A new Lancaster doctoral training centre will foster forward-thinking, interdisciplinary researchers that can combine social science, humanities and design with materials science.
The Leverhulme Doctoral Scholarships Programme in ‘Material Social Futures’ will equip 21 PhD researchers with the skills to understand how innovations in materials science, in social sciences and in the humanities and design can be marshalled together to create more socially and ecological desirable futures. Through case studies that combine social and technical perspectives on innovations in such topics as energy sources, in nanotechnology and in computing, PhDs in the centre will learn how to address real-world problems in cross-disciplinary teams, and how to effectively leverage these research innovations for broader social values.
As well as being trained to use new tools and techniques for imagining new socio-material possibilities, the training of Leverhulme Trust Doctoral Scholars will include a strong focus on developing the abilities of researchers to assess where, and how, distinct disciplinary skills and techniques can be brought alongside other skill sets when dealing with complex, large scale, social and material problems. They will learn how the outputs of state of the art research can be communicated in to the public at large and to key decision makers in government and industry. Taken as a whole, those trained in the new centre will be more effective in delivering their knowledge and skills to real world problems.
The Programme has been funded with more than £1 million from the Leverhulme Trust.
The Leverhulme Doctoral Scholarships Programme in ‘Material Social Futures’ benefits from the first major strategic collaborative partnership between two of Lancaster university’s recently formed research Institutes – the Institute for Social Futures and the Material Science Institute.

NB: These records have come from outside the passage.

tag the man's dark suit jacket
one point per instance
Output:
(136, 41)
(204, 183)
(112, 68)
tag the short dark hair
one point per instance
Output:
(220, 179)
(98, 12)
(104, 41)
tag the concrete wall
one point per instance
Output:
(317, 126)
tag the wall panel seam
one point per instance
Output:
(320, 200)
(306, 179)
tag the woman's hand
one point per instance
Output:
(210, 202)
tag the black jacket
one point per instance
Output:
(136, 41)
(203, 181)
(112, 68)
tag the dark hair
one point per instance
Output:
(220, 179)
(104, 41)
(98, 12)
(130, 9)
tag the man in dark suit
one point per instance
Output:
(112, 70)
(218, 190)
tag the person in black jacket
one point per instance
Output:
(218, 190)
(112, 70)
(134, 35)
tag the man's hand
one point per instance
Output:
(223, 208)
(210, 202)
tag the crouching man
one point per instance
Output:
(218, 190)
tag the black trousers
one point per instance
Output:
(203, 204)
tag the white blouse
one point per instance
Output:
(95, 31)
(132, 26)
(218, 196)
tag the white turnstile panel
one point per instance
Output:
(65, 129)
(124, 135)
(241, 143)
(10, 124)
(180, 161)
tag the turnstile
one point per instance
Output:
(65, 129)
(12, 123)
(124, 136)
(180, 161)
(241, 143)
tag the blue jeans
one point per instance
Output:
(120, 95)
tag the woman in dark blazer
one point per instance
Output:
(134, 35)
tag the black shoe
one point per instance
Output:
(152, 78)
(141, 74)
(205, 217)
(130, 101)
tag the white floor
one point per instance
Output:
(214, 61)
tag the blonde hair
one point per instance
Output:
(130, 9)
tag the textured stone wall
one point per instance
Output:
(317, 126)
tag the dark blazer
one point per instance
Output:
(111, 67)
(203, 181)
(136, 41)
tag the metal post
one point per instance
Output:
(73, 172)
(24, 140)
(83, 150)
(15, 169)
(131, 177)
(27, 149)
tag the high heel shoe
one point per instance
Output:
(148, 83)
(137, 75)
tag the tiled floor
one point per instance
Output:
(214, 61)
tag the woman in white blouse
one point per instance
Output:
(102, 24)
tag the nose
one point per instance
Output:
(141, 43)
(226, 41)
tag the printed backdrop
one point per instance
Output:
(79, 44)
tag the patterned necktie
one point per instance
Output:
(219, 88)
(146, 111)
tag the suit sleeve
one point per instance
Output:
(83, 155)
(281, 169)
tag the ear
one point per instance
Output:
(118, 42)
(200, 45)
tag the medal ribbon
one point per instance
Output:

Professor Richard Harper, Co-Director of Lancaster University’s Institute of Social Futures and lead on the Leverhulme Doctoral Scholarships Programme in ‘Material Social Futures’, said: “This is a terrific opportunity to develop a cadre of researchers who will be able to work collaboratively on real, complex problems and can communicate the value and need of the research to the world at large. In the longer term, this project will help ensure that Lancaster PhDs come to be regarded as the most effectively trained anywhere – good at understanding complex problems, good at solving them, able to bring social and scientific concerns together to make the world a better place for all.”
Professor Robert Short, Director of Lancaster’s Material Science Institute, said: “What I find really exciting about Material Social Futures is that it will provide our science and engineering students with the necessary tools to make informed, sustainable, ethical and environmental decisions in their research. I am not aware of this anywhere else.”
The first cohort of Leverhulme Trust Doctoral Scholars will start their studies in autumn 2018. The programme will run for an initial seven years.